Greetings fellow Lumberjocks,

The weather has been rather hospitable, so I have gone ahead and picked some materials for a garage cabinets ongoing project. The cabinets can be seen here, http://lumberjocks.com/topics/31609. I did get the materials for the face frame and doors. Found some primed pine at HD 1X3, 8 foot boards. Sliced and diced the face frame and put it on, still need to put some screws as it is glued and pined top and bottom. The verticals have some pocket hole screws on.

For the door panels Lowes had these 1/8" thick hardboard on one side and a white laminate like on the other.

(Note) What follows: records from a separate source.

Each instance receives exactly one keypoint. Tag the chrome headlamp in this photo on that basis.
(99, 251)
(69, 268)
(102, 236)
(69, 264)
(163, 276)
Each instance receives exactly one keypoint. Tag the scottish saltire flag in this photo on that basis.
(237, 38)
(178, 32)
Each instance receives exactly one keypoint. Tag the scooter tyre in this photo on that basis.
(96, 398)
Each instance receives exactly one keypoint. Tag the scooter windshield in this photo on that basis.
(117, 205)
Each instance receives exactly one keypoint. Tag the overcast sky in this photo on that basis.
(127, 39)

My question is, will the hardboard take primer and paint? If not I'll probably have to take them back and get plywood. Your thoughts are welcomed, encouraged and requested. I am hoping to get on those doors tomorrow. These are grainy pictures of both sides of the material.



















Thanks for reading, please feel free to comment as I am hopeful to go over some responses. Mario

PS, Happy New Year


----------



## GrandpaE (Jun 26, 2010)

You didn't say if you were planning to paint the laminate side or the back. If it is the laminate side you might get away with it if you first sand to give the paint sme tooth to hold onto and use a good quality primer like zinsars (sp). A sample test might be in order. The back side without the laminate should prime and paint fine. 
If you are unsure I would probably return them and get some plywood. Good Luck


----------



## TCCcabinetmaker (Dec 14, 2011)

Hardboard has a few meanings, believe it or not, might be good to include a picture. Some will require special paints.


----------



## jusfine (May 22, 2010)

You won't have any problem with painting hardboard, it will finish well, I would give it at least one coat on the back side (rough side) to seal it though.

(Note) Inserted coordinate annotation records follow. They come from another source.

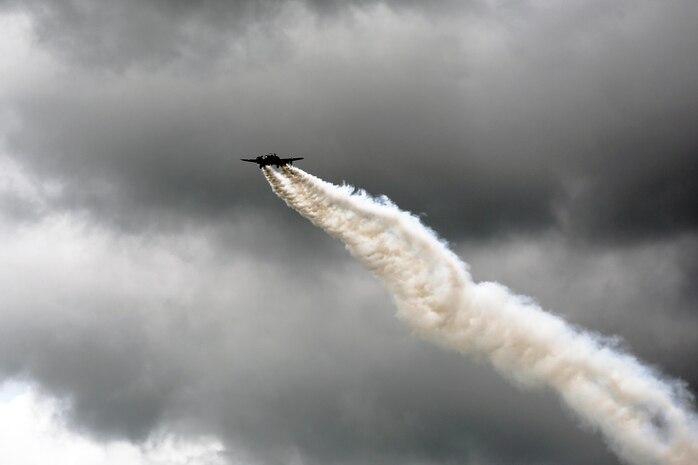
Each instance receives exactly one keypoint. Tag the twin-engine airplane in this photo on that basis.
(271, 159)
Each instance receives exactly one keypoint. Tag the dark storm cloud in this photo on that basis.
(494, 120)
(524, 117)
(162, 334)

If it is the "hardboard" I am thinking of…


----------



## TCCcabinetmaker (Dec 14, 2011)

ok, this is basically just melamine in quarterinch, rather than using chipboard for the core they use a masonite like core.

Basically, you sand the back side well and it will take paint. The plasitc side however may require a special laminate paint in order for the paint to actually stick.


----------